SQL Joins
When you’re querying most data sets, you’re most likely going to need to use a JOIN clause. This article will take you through when you want to use a join, the requirements of using a join, and the types of joins.
What is a SQL Join?
A SQL join is an instruction used within the SQL (Structured Query Language) to combine data from two table on a key. Let’s take you through an example of using a join in practice.
Example of when you want to use a SQL join
Say you have two tables relating to menu performance at a restaurant. The first table, daily_menu, provides you with information what’s on the menu for the day, the price of the item on the menu, and the number of unit sold. The primary key for this table is a combination of the date and item_id (these are the two fields that uniquely identify each record in the table). The second table, menu_items, provides you with information regarding the menu item name, if it’s vegetarian, and the average price of the item. The primary key for this table is the item_id. This is a simple example of a relational database.
Let us pretend you are an analyst for the restaurant chain, and you want to know how well the vegetarian items on the menu are selling doing compared to the non-vegetarian items. Given these two tables, you realize you cannot determine the performance based on daily_menu items alone, you also need to pull in the is_veg field from menu_items. You’ve identified a relationship between menu_items and daily_menu that can help you pull is_veg from menu_items and map it onto daily_menu. See graphic below.
How can you join daily_menu with menu_items in SQL? A perfect opportunity for a join! The next dilemma you run into is trying to figure out what type of join to use.
#We know we have 2 sets of data daily_menu and menu_items, we can pretend that daily_menu is Table A and menu_items is Table B. In a venn diagram, we essentially want to bring the two sets of data together.
There are 4 basic ways we can join this data together: inner join, left join, right join, or full join. We’ll go into each on in detail below.
INNER JOIN
An inner join lets us output records referenced in both Table A and Table B. If there is a mismatch of records in Table A and Table B, those records will not show up in the output of the query.

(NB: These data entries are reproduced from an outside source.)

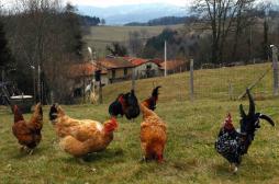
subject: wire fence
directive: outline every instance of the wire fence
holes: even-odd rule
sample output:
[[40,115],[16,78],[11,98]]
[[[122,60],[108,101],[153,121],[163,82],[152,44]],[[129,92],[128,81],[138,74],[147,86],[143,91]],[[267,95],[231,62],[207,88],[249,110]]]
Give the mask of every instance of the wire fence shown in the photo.
[[[191,81],[189,72],[189,82]],[[219,69],[196,69],[193,72],[193,96],[191,82],[189,97],[193,100],[238,100],[246,88],[253,89],[255,97],[266,99],[272,95],[272,64],[249,64],[221,67]]]

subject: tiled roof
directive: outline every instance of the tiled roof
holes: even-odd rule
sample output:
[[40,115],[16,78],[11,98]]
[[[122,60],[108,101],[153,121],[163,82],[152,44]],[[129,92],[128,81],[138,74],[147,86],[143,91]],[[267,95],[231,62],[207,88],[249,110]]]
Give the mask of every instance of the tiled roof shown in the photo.
[[[93,76],[94,71],[98,70],[94,62],[76,64],[69,68],[69,77],[85,77]],[[102,74],[108,73],[107,69],[102,69]]]
[[124,58],[104,58],[100,60],[102,67],[107,69],[118,69],[118,68],[133,68],[133,64]]
[[[179,69],[180,67],[186,67],[187,62],[182,61],[182,60],[167,60],[167,70],[175,70],[175,69]],[[165,69],[165,62],[160,62],[159,64],[160,69]]]

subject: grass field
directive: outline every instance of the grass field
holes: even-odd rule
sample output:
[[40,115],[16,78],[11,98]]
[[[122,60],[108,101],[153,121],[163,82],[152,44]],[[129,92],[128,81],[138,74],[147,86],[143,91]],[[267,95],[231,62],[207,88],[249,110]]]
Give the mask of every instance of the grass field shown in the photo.
[[105,46],[113,42],[126,43],[129,33],[134,31],[144,31],[148,37],[156,36],[161,33],[165,27],[179,28],[183,25],[171,26],[92,26],[90,34],[85,35],[85,42],[88,46],[94,47],[99,54],[103,54]]
[[[226,81],[224,76],[231,74],[234,93],[239,94],[268,67],[269,65],[265,64],[199,70],[194,73],[197,95],[193,102],[188,100],[188,72],[137,81],[136,93],[140,100],[149,95],[153,83],[163,85],[156,110],[168,125],[166,161],[163,164],[140,162],[141,116],[134,123],[120,118],[119,129],[109,148],[92,154],[89,161],[82,164],[58,148],[56,135],[47,119],[49,106],[44,107],[43,140],[33,156],[20,152],[11,133],[13,116],[8,108],[1,107],[0,183],[278,183],[277,127],[261,122],[261,129],[256,134],[248,154],[243,158],[237,174],[228,172],[228,163],[215,152],[213,146],[226,113],[232,113],[234,124],[237,125],[239,103],[244,103],[246,110],[248,105],[247,100],[230,101],[226,94],[227,87],[220,80]],[[265,95],[260,101],[256,101],[257,111],[271,115],[278,124],[279,99],[271,96],[271,77],[269,72],[253,92]],[[130,85],[130,82],[124,82],[105,87],[102,105],[63,107],[75,118],[102,122],[109,117],[109,103],[118,93],[127,91]]]

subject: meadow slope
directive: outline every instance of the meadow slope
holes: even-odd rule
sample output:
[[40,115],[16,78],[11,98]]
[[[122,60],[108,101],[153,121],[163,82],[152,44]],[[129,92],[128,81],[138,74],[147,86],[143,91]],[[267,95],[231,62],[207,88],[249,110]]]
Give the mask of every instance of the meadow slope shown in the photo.
[[[1,183],[278,183],[279,133],[261,122],[249,152],[243,158],[237,174],[228,172],[228,163],[214,150],[221,123],[227,112],[238,124],[238,105],[248,102],[231,101],[227,81],[237,96],[270,67],[270,64],[196,71],[196,100],[189,101],[189,73],[136,81],[138,100],[149,96],[153,85],[160,84],[156,113],[168,125],[166,161],[141,163],[140,123],[119,118],[119,129],[109,148],[79,163],[57,146],[54,129],[48,123],[49,106],[44,106],[43,140],[33,156],[21,153],[11,133],[13,116],[9,108],[0,108],[0,181]],[[271,78],[266,78],[253,90],[259,112],[271,115],[279,123],[279,99],[272,97]],[[63,105],[75,118],[109,118],[108,105],[118,93],[130,89],[131,82],[108,85],[102,105]],[[26,115],[30,117],[30,115]]]

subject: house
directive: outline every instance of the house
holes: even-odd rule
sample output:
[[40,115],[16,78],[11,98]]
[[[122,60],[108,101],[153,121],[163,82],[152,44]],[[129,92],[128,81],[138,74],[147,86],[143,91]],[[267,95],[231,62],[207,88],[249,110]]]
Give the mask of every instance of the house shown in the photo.
[[[99,67],[97,67],[96,62],[83,62],[70,66],[68,78],[71,79],[71,91],[74,97],[80,97],[83,95],[86,87],[91,84],[98,69]],[[108,71],[104,68],[101,70],[101,83],[102,85],[109,83]]]
[[171,74],[171,73],[186,71],[187,65],[188,65],[188,61],[183,61],[183,60],[167,60],[166,64],[165,61],[159,64],[161,74],[164,74],[165,72],[165,66],[167,69],[167,73]]
[[108,83],[132,79],[133,64],[122,57],[107,57],[99,60],[102,68],[108,71]]
[[129,60],[134,66],[136,79],[153,78],[160,73],[159,65],[149,59],[130,58]]

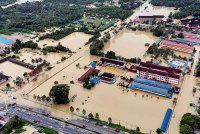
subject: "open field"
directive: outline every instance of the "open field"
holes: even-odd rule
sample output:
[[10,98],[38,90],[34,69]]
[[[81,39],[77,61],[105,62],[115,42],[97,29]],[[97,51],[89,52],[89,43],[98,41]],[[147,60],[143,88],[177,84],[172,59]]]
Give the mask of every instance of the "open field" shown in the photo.
[[14,63],[11,63],[9,61],[1,63],[0,64],[0,70],[3,72],[3,74],[5,74],[7,76],[11,76],[14,79],[17,76],[22,77],[25,72],[31,72],[30,69],[27,69],[25,67],[19,66],[19,65],[14,64]]
[[153,44],[158,38],[150,32],[123,30],[105,44],[104,51],[114,51],[125,58],[143,58],[148,47],[145,43]]
[[[81,27],[82,25],[87,25],[87,27],[91,30],[93,30],[93,26],[99,29],[100,31],[104,31],[110,26],[114,25],[116,23],[115,19],[110,18],[104,18],[104,17],[83,17],[81,20],[79,20],[77,23],[77,27]],[[83,23],[83,24],[81,24]]]
[[[158,98],[156,95],[140,91],[125,90],[123,92],[123,89],[116,85],[120,81],[119,78],[117,78],[117,83],[113,85],[101,82],[91,90],[83,89],[82,84],[79,83],[77,79],[86,71],[83,69],[83,66],[90,62],[90,58],[93,59],[93,57],[80,58],[78,61],[43,83],[29,94],[30,99],[33,94],[40,96],[48,95],[50,88],[54,85],[54,81],[58,81],[61,84],[69,83],[73,80],[75,84],[70,84],[70,97],[75,94],[77,95],[74,102],[71,102],[68,105],[53,106],[53,108],[69,112],[69,107],[73,106],[80,109],[80,114],[82,109],[85,109],[87,113],[95,114],[98,112],[100,118],[103,120],[112,117],[115,123],[120,122],[129,128],[139,126],[145,132],[159,128],[167,108],[173,106],[172,99],[164,97]],[[76,67],[76,64],[78,63],[80,63],[81,69]],[[126,75],[134,77],[133,73],[123,72],[120,69],[112,67],[101,67],[100,69],[102,72],[111,72],[118,76]],[[135,95],[135,93],[137,93],[137,95]],[[142,97],[142,95],[144,95],[144,97]],[[152,120],[154,120],[154,123],[151,123]]]
[[43,48],[44,45],[56,46],[58,45],[58,43],[61,43],[63,46],[76,52],[79,48],[85,45],[85,43],[89,40],[90,37],[91,35],[75,32],[58,41],[55,41],[53,39],[45,39],[37,43],[41,48]]

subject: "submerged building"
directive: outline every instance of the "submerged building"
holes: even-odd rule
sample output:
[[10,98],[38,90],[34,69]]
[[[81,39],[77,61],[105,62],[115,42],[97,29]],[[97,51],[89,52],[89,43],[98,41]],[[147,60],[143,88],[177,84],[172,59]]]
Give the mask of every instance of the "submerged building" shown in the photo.
[[188,46],[186,44],[179,44],[173,41],[168,41],[168,40],[162,40],[160,42],[160,47],[162,48],[170,48],[174,51],[179,51],[179,52],[184,52],[184,53],[193,53],[194,47],[193,46]]
[[164,15],[151,15],[151,16],[138,16],[138,21],[139,22],[146,22],[146,21],[150,21],[150,22],[161,22],[163,21],[163,19],[165,18]]
[[137,76],[145,79],[161,81],[172,85],[178,85],[182,71],[171,67],[141,62],[136,67]]
[[170,99],[174,93],[174,87],[170,84],[141,77],[133,79],[133,82],[129,84],[129,88],[164,96]]

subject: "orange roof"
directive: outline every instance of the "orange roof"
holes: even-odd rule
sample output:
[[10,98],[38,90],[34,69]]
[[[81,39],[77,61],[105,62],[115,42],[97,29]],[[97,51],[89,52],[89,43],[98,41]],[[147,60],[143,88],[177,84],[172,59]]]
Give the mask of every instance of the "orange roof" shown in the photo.
[[181,48],[194,50],[193,46],[188,46],[186,44],[178,44],[178,43],[172,42],[172,41],[162,40],[161,43],[164,45],[168,45],[168,46],[175,46],[175,47],[181,47]]

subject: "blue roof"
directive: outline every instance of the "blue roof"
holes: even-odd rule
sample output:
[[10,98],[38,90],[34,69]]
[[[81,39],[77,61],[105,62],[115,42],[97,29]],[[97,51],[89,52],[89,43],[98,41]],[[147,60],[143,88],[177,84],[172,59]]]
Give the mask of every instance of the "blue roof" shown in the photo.
[[132,82],[131,84],[129,84],[129,88],[131,89],[140,89],[146,92],[151,92],[151,93],[155,93],[155,94],[159,94],[162,96],[166,96],[168,98],[171,97],[171,95],[168,95],[168,91],[165,89],[161,89],[158,87],[153,87],[153,86],[149,86],[149,85],[144,85],[141,83],[137,83],[137,82]]
[[9,44],[13,43],[12,40],[4,38],[4,37],[1,37],[1,36],[0,36],[0,42],[3,43],[3,44],[6,44],[6,45],[9,45]]
[[100,82],[99,77],[93,77],[90,79],[90,82],[94,83],[94,84],[98,84]]
[[170,91],[174,90],[174,87],[172,85],[166,84],[164,82],[144,79],[144,78],[141,78],[141,77],[136,77],[134,80],[136,82],[143,83],[143,84],[146,84],[146,85],[151,85],[151,86],[155,86],[155,87],[159,87],[159,88],[164,88],[164,89],[167,89],[167,90],[170,90]]
[[178,68],[178,65],[173,64],[172,62],[168,61],[167,62],[169,66],[173,67],[173,68]]
[[166,132],[167,131],[167,128],[168,128],[168,125],[169,125],[169,121],[170,121],[170,118],[172,116],[172,109],[168,108],[167,109],[167,112],[165,114],[165,117],[163,119],[163,122],[162,122],[162,125],[160,127],[160,129],[163,131],[163,132]]
[[96,65],[97,65],[97,62],[93,61],[93,62],[91,62],[88,66],[96,67]]
[[176,40],[179,41],[184,41],[184,42],[188,42],[188,43],[193,43],[193,44],[199,44],[199,41],[194,41],[194,40],[190,40],[190,39],[184,39],[184,38],[176,38]]

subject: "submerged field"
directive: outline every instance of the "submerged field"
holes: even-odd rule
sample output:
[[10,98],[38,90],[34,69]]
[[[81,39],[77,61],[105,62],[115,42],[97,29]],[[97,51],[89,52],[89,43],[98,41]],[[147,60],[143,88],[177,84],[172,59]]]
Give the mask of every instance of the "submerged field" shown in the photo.
[[153,44],[157,39],[150,32],[123,30],[105,44],[104,51],[114,51],[125,58],[143,58],[148,49],[145,43]]

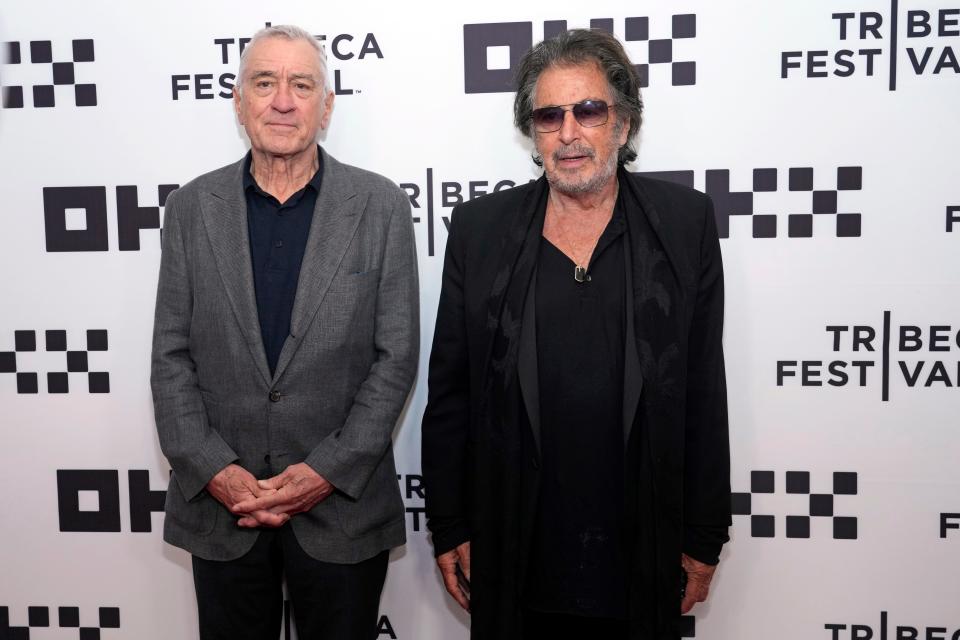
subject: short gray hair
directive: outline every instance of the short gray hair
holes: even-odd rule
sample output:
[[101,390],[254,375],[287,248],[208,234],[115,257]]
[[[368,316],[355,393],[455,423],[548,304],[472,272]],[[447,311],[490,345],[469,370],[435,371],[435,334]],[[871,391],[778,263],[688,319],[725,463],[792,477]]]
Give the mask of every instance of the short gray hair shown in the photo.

To do this in practice, if we take our example of daily_menu and menu_items here’s an example query of an inner join and the corresponding output.
SELECT
d.date,
i.name,
i.is_veg,
d.price,
d.units_sold
FROM daily_menu d
INNER JOIN menu_items i
ON d.item_id = i.item_id
FULL OUTER JOIN
FULL JOIN or FULL OUTER JOIN, lists all records from both table, regardless of whether the records have a match in the opposite table. Again, let's use the daily_menu and menu_item tables from above to practice. If we do a full outer join on item_id, we’re keeping all primary ids of both tables as well as the corresponding columns we select. The SQL and output table are below.
SELECT
d.date,
i.name,
i.is_veg,
d.price,
d.units_sold
FROM daily_menu d
FULL OUTER JOIN menu_items i
ON d.item_id = i.item_id
LEFT JOIN
A left join, as illustrated in our SQL joins picture above, will return all records from Table A, and any matching records from Table B. Using the daily_menu and menu_item tables, below is an example query for a left join and the resulting output.
SELECT
d.date,
i.name,
i.is_veg,
d.price,
d.units_sold
FROM daily_menu d
LEFT JOIN menu_items i
ON d.item_id = i.item_id
RIGHT JOIN
A right join, contrast to a left join, will return all records from Table B and any matching records in Table A. Again, we’re going to use daily_menu and menu_item tables to write an example query for a right join and the resulting output.
SELECT
d.date,
i.name,
i.is_veg,
d.price,
d.units_sold
FROM daily_menu d
RIGHT JOIN menu_items i
ON d.item_id = i.item_id
What’s next?
The basic SQL joins described above let you tie different pieces of data together, and allow you to start asking and answering more challenging questions! You’ll be using these often, especially if you have multiple data sources, or data that lives in different places.